Mary Ellen Mark
[Photographer, b. 1940, Elkins Park, Pennsylvania, d. 2015, New York.]
It’s important for me to be honest. The men, women, and children I photograph are straightforward with me. I have to respect them for what they are… What I look for is compassion, not pity.
Nikki S. Lee
[Photographer, b. 1970, Kye-Chang, Korea, lives in New York.]
Just because I use the photographic medium, that doesn’t mean I’m a photographer.
Nan Goldin
[Photographer, b. 1953, Washington, D.C., lives in New York and Paris.]
… I wrote myself in as the lover. Sometimes, the obsession lasted for years. It was photography as the sublimation of sex, a means of seduction, and a way to remain a crucial part of my subjects’ lives.

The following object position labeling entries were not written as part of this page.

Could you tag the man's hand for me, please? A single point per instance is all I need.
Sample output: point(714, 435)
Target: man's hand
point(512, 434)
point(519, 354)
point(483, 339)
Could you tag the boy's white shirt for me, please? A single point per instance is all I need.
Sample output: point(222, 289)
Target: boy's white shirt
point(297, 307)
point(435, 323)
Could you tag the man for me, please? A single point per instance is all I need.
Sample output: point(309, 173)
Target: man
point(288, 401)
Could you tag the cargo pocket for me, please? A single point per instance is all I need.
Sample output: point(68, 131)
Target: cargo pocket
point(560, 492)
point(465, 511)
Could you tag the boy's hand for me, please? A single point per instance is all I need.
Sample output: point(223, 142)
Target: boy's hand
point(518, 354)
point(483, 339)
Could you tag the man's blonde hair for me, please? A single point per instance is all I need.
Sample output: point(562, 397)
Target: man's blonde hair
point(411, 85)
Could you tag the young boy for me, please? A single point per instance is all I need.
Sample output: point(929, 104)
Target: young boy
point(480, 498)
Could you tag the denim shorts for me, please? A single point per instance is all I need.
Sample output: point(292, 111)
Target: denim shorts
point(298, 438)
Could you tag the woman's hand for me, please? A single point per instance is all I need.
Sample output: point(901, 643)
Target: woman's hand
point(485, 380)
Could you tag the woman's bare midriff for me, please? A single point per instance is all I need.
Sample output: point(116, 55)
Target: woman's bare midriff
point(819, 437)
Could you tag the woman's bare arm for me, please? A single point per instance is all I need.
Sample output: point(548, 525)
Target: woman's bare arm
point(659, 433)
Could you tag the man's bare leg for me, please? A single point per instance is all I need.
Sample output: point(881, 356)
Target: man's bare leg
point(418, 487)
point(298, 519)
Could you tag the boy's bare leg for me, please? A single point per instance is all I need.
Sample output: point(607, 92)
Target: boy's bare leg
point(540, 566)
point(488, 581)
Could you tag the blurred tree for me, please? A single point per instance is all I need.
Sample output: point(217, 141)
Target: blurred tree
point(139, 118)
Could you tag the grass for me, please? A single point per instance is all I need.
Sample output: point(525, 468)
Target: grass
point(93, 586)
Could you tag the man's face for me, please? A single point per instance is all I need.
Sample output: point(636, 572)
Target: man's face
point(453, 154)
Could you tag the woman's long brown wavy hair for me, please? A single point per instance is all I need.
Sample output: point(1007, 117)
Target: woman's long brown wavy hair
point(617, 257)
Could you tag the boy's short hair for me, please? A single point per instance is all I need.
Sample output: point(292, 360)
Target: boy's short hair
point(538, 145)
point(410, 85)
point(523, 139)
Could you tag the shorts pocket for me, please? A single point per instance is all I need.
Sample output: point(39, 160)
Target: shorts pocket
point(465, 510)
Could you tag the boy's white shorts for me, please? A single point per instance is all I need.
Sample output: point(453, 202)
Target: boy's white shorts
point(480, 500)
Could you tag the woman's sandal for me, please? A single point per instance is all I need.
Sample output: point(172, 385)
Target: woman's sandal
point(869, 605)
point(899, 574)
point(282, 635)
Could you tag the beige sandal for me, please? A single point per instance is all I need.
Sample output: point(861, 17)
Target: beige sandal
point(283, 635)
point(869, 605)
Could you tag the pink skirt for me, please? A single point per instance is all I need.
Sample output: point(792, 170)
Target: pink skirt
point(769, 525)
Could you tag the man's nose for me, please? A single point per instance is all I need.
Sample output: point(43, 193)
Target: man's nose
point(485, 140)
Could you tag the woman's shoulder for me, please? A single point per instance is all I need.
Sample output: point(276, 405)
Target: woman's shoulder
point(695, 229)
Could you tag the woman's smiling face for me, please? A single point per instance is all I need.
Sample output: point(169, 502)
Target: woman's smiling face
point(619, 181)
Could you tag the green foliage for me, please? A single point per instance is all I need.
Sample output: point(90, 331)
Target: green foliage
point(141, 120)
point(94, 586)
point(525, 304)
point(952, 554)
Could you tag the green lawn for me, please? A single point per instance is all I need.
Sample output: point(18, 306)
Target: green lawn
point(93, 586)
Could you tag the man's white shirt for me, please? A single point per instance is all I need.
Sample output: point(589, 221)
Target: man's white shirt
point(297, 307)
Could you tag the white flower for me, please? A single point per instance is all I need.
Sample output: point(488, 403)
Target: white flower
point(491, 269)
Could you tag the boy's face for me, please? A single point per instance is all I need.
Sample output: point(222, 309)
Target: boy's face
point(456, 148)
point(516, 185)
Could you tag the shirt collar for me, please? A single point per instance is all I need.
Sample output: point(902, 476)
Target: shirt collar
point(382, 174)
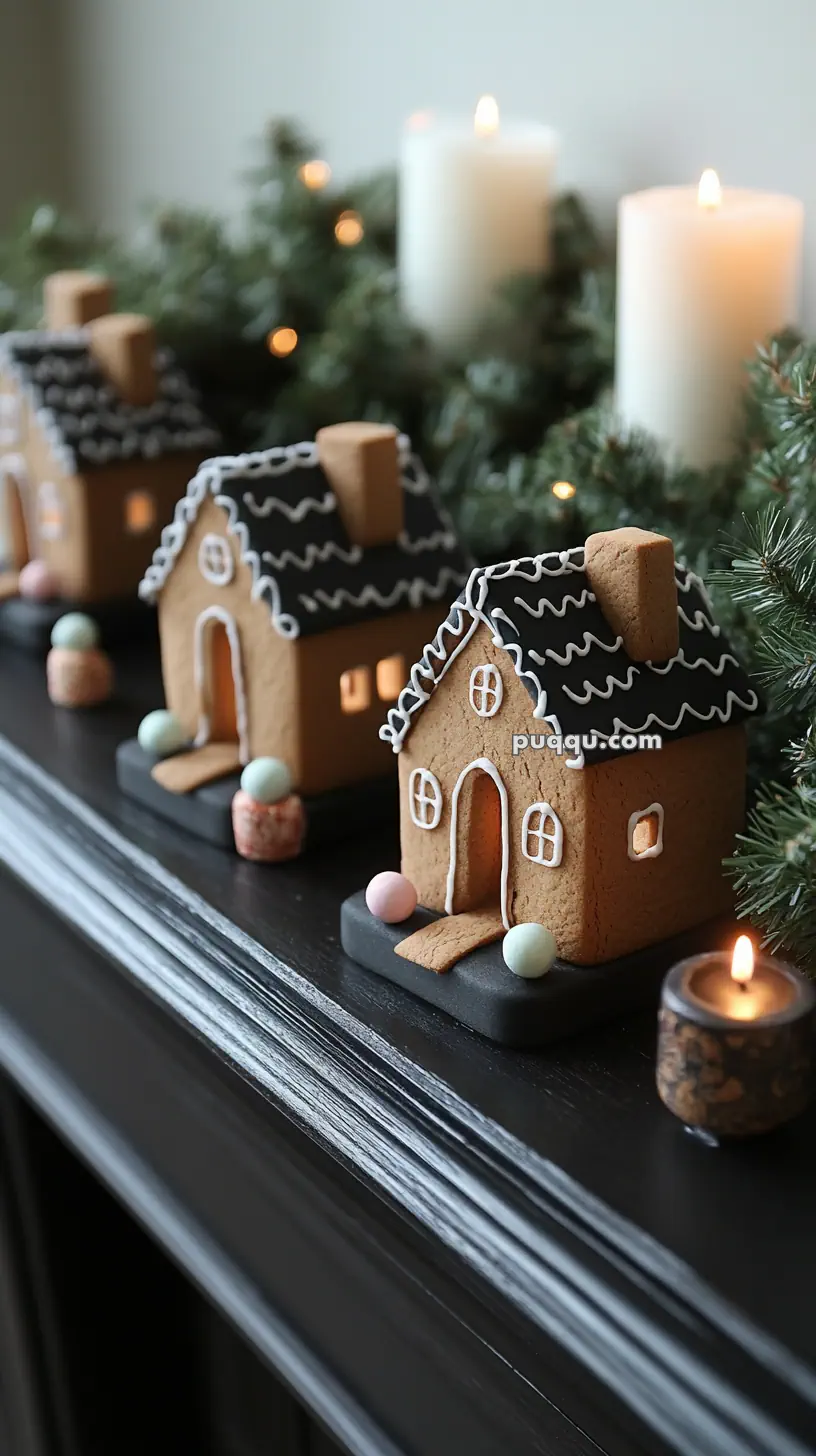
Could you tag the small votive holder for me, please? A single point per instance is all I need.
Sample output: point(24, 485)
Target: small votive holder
point(735, 1057)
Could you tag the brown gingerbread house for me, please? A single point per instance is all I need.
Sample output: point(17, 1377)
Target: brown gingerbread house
point(99, 431)
point(295, 586)
point(531, 778)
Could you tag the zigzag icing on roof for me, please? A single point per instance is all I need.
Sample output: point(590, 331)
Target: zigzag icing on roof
point(542, 613)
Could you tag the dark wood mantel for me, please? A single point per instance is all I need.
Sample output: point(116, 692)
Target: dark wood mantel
point(442, 1247)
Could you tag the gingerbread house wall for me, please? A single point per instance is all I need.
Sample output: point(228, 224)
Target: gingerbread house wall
point(61, 540)
point(598, 901)
point(268, 663)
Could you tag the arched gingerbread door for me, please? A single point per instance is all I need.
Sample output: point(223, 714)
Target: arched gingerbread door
point(16, 548)
point(480, 842)
point(219, 677)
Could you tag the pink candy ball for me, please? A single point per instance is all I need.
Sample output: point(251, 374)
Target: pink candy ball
point(37, 581)
point(391, 897)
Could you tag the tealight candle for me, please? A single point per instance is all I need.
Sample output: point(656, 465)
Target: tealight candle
point(736, 1041)
point(704, 275)
point(474, 210)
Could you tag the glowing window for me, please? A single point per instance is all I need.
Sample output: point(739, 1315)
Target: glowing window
point(50, 511)
point(140, 511)
point(487, 690)
point(424, 798)
point(646, 833)
point(542, 836)
point(354, 690)
point(391, 676)
point(216, 561)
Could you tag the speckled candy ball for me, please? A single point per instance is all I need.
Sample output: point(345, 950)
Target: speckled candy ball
point(37, 581)
point(529, 950)
point(75, 631)
point(391, 897)
point(267, 781)
point(161, 733)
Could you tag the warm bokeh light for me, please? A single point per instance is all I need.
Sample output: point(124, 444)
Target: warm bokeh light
point(315, 175)
point(742, 961)
point(710, 192)
point(348, 229)
point(485, 118)
point(281, 342)
point(563, 489)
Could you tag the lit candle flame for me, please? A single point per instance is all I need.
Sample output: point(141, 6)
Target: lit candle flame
point(710, 192)
point(485, 118)
point(742, 961)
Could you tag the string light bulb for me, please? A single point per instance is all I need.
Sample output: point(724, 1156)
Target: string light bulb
point(315, 175)
point(281, 342)
point(563, 489)
point(348, 229)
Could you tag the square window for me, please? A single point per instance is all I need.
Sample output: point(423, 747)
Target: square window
point(140, 511)
point(391, 676)
point(354, 689)
point(646, 833)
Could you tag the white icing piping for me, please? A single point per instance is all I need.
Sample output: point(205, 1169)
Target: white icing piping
point(487, 768)
point(592, 690)
point(723, 714)
point(203, 677)
point(314, 554)
point(573, 650)
point(557, 612)
point(293, 513)
point(681, 660)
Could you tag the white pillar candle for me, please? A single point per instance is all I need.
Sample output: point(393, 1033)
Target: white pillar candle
point(704, 275)
point(474, 210)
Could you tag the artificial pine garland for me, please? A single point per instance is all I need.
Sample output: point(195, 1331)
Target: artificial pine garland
point(522, 412)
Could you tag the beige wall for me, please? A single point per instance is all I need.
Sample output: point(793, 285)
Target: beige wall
point(32, 157)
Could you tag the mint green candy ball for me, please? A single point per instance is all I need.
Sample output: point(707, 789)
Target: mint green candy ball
point(161, 733)
point(267, 781)
point(529, 950)
point(75, 631)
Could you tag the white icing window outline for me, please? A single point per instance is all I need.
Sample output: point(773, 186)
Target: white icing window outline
point(216, 561)
point(418, 801)
point(485, 682)
point(10, 418)
point(542, 836)
point(50, 511)
point(634, 820)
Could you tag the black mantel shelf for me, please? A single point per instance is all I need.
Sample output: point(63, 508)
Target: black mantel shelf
point(440, 1245)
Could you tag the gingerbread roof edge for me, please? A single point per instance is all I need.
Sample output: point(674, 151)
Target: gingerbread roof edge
point(280, 507)
point(576, 670)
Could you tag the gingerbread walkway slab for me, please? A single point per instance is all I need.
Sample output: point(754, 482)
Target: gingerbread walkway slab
point(185, 772)
point(440, 944)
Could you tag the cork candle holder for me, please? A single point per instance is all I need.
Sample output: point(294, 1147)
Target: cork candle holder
point(735, 1053)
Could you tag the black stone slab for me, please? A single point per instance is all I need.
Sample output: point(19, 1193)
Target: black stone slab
point(483, 993)
point(207, 811)
point(28, 623)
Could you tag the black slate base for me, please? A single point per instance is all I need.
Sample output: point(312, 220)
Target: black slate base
point(28, 623)
point(206, 813)
point(483, 993)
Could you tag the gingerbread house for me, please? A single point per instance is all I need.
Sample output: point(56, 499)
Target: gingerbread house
point(99, 433)
point(571, 752)
point(295, 586)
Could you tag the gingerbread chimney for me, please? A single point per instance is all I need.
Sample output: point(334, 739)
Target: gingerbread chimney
point(363, 469)
point(631, 574)
point(73, 299)
point(124, 345)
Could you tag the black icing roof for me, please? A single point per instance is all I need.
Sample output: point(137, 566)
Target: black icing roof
point(83, 418)
point(283, 510)
point(579, 676)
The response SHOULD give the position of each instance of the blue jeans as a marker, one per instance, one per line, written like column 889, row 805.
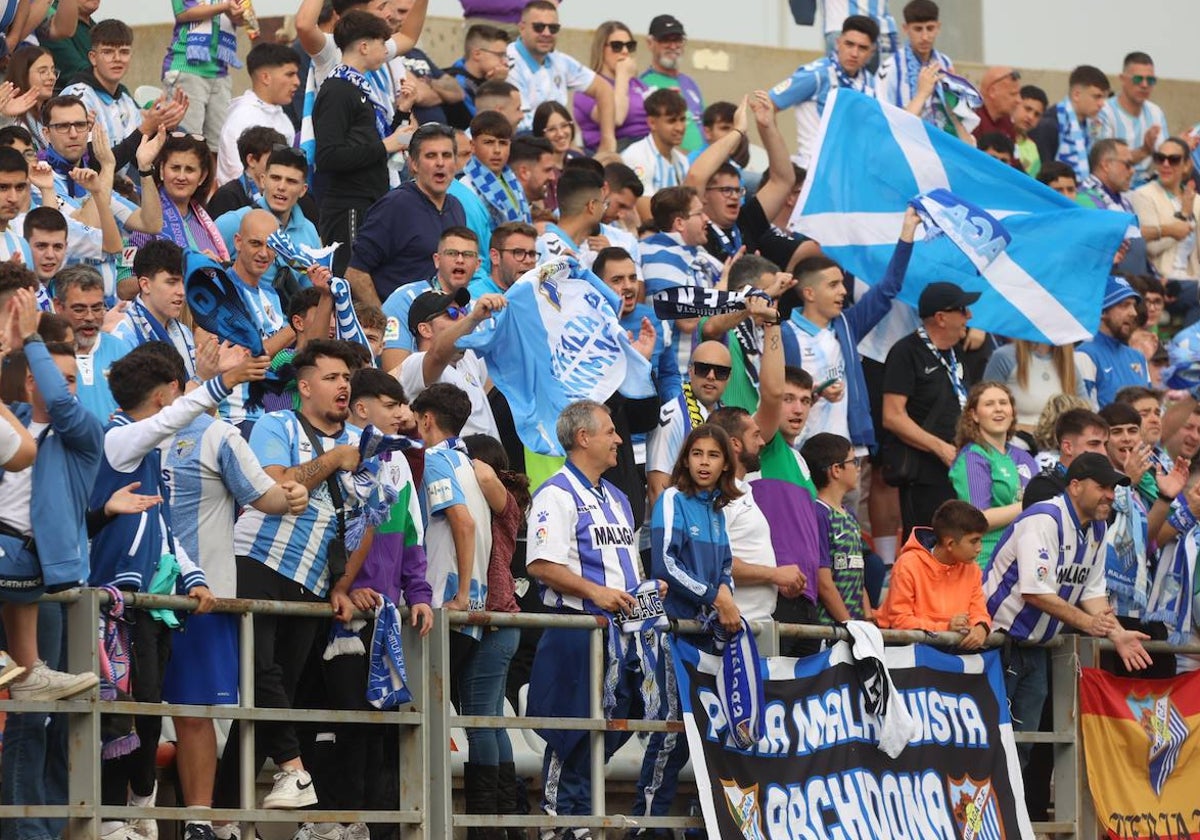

A chance to touch someone with a camera rather than physically.
Susan Sontag
[Writer, theorist, and critic, b. 1933, New York, d. 2004, New York.]
The world becomes a series of events that you transform into pictures, and those events have reality, so far as you have pictures of them.
Susie Linfield
[Writer and critic, New York, lives in New York.]
The ability of photographs to conjure deep emotion is one of their great strengths. But this power—precisely because it is divorced from narrative, political context, and analysis—is equally a danger. Ironically, the more searing an image… the more misleading it can be.
Susan Sontag
[Writer, theorist, and critic, b. 1933, New York, d. 2004, New York.]
Only that which narrates can make us understand.
Paul Cezanne
[Artist, b. 1839, Aix-en-Provence, France, d. 1906, Aix, France.]
Everything is about to disappear. You’ve got to hurry up if you still want to see things.
Richard Prince
[Artist, b. 1949, Panama Canal Zone, lives in New York.]
We do not make art. We have unnamable motors and dangerous impulses that occupy our thoughts.